Melanoma detection, treatment, survival, and mortality through year 2 of the pandemic

Arch Dermatol Res. 2025 Jan 9;317(1):209. doi: 10.1007/s00403-024-03751-1.

Abstract

The COVID-19 pandemic affected the timely diagnosis and treatment of many cancers, including melanoma, the fifth most common cancer in the U.S. This study aimed to quantify the disruption and recovery of melanoma detection, treatment, survival, and mortality during the pandemic by analyzing data from the Surveillance, Epidemiology, and End Results (SEER) program from 2000 to 2021. Our epidemiological analysis found that melanoma incidence initially dropped by 14.8% (95% CI: - 17.2 to - 12.4) in 2020 compared to pre-pandemic projections.

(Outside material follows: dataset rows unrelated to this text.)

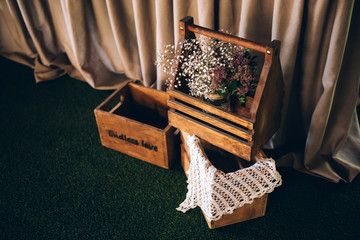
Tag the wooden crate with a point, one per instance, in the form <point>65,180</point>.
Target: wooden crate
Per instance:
<point>245,129</point>
<point>133,120</point>
<point>247,212</point>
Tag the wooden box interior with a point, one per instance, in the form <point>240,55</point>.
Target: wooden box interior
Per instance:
<point>252,124</point>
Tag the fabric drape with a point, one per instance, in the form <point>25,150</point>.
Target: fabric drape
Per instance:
<point>104,42</point>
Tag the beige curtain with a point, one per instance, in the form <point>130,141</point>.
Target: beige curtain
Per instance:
<point>104,42</point>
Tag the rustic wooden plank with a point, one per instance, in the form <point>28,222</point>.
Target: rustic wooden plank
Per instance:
<point>188,26</point>
<point>215,121</point>
<point>229,143</point>
<point>247,123</point>
<point>114,96</point>
<point>131,136</point>
<point>268,112</point>
<point>151,98</point>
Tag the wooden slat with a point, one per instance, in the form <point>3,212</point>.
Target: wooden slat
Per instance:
<point>207,107</point>
<point>249,211</point>
<point>229,143</point>
<point>211,120</point>
<point>227,38</point>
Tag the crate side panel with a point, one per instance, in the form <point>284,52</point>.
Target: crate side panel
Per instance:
<point>216,137</point>
<point>132,138</point>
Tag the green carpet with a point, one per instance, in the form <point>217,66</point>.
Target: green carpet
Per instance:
<point>58,182</point>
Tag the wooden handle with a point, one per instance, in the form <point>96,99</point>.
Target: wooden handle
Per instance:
<point>186,26</point>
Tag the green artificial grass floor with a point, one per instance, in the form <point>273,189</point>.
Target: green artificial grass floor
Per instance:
<point>58,182</point>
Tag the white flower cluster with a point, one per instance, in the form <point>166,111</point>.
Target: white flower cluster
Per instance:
<point>196,58</point>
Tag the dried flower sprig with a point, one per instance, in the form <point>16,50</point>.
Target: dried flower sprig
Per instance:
<point>210,66</point>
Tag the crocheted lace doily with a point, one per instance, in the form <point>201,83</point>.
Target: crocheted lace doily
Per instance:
<point>218,193</point>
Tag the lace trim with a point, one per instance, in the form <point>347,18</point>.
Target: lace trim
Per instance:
<point>218,193</point>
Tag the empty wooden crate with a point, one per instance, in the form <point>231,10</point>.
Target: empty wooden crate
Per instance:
<point>133,120</point>
<point>245,129</point>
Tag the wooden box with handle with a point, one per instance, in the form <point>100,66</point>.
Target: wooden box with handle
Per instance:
<point>245,129</point>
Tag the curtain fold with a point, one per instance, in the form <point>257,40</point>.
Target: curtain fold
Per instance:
<point>106,42</point>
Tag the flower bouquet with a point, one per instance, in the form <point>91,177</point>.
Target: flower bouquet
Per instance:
<point>215,70</point>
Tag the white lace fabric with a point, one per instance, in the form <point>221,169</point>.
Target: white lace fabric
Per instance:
<point>218,193</point>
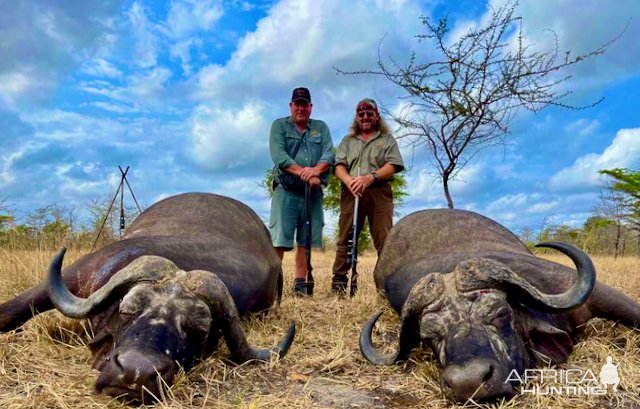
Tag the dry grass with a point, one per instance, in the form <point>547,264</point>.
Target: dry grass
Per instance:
<point>46,364</point>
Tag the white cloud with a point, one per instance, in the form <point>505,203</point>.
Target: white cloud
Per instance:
<point>624,152</point>
<point>317,36</point>
<point>117,108</point>
<point>15,85</point>
<point>101,68</point>
<point>189,16</point>
<point>583,127</point>
<point>224,139</point>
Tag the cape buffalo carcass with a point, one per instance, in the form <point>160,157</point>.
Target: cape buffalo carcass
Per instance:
<point>471,291</point>
<point>186,270</point>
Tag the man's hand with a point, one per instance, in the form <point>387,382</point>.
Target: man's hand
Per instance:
<point>358,184</point>
<point>314,182</point>
<point>309,172</point>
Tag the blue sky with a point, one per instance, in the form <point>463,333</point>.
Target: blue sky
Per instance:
<point>184,92</point>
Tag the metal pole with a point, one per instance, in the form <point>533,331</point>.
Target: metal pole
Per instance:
<point>353,256</point>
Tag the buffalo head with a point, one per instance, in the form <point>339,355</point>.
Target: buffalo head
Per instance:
<point>153,318</point>
<point>482,321</point>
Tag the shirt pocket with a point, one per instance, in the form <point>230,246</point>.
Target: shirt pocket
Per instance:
<point>293,140</point>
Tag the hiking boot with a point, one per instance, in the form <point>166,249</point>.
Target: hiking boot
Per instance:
<point>300,287</point>
<point>339,285</point>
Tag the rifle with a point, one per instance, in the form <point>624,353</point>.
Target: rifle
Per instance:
<point>353,249</point>
<point>308,237</point>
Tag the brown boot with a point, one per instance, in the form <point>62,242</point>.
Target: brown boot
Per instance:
<point>339,284</point>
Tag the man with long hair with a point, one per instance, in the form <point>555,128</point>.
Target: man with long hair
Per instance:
<point>366,160</point>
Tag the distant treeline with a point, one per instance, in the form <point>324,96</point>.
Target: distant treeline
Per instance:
<point>54,226</point>
<point>613,229</point>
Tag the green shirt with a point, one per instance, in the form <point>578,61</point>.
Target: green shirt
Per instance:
<point>355,153</point>
<point>315,143</point>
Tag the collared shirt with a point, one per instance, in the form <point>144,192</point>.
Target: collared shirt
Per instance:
<point>356,154</point>
<point>315,143</point>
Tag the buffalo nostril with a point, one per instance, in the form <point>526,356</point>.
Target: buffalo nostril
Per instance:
<point>472,379</point>
<point>489,374</point>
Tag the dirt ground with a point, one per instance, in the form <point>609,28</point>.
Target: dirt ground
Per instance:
<point>46,364</point>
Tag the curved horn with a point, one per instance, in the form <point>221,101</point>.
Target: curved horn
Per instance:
<point>423,293</point>
<point>215,293</point>
<point>374,356</point>
<point>579,292</point>
<point>146,268</point>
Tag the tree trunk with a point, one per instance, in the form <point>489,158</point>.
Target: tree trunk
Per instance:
<point>615,255</point>
<point>445,186</point>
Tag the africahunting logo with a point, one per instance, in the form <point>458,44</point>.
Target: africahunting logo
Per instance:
<point>576,381</point>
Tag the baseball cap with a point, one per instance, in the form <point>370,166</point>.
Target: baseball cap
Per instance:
<point>367,104</point>
<point>301,93</point>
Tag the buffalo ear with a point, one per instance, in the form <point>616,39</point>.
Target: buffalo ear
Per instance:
<point>546,343</point>
<point>102,342</point>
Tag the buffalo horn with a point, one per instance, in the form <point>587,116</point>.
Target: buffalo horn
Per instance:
<point>76,307</point>
<point>574,296</point>
<point>374,356</point>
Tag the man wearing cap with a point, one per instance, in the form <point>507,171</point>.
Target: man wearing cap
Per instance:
<point>366,160</point>
<point>302,151</point>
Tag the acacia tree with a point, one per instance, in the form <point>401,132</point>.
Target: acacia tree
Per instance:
<point>462,100</point>
<point>625,187</point>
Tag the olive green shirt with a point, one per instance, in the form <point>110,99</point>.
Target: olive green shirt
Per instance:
<point>315,143</point>
<point>356,154</point>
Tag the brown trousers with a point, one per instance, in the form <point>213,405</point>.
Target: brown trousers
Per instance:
<point>376,205</point>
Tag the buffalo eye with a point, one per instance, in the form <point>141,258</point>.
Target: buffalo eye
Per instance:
<point>502,317</point>
<point>199,323</point>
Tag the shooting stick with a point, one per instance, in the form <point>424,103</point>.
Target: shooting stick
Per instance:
<point>308,237</point>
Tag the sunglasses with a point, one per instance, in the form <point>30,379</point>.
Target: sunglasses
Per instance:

Although incidence rates substantially recovered by 2021, an estimated 10,274 patients (95% CI: - 12,824 to - 7,724) remained undiagnosed due to pandemic-related disruptions. Time-to-treatment and 1-year survival were mostly consistent with pre-pandemic trends, while melanoma-specific mortality modestly declined by 4.5% (95% CI: - 14.6 to 5.6) in 2021, though this was statistically non-significant. These findings suggest that healthcare systems adapted to the challenges posed by the pandemic, maintaining essential cancer services. However, the significant drop in melanoma diagnoses likely contributed to the observed reduction in mortality. Thus, re-establishing care for patients missed during the pandemic will be crucial to preventing a future increase in advanced-stage melanoma and related deaths.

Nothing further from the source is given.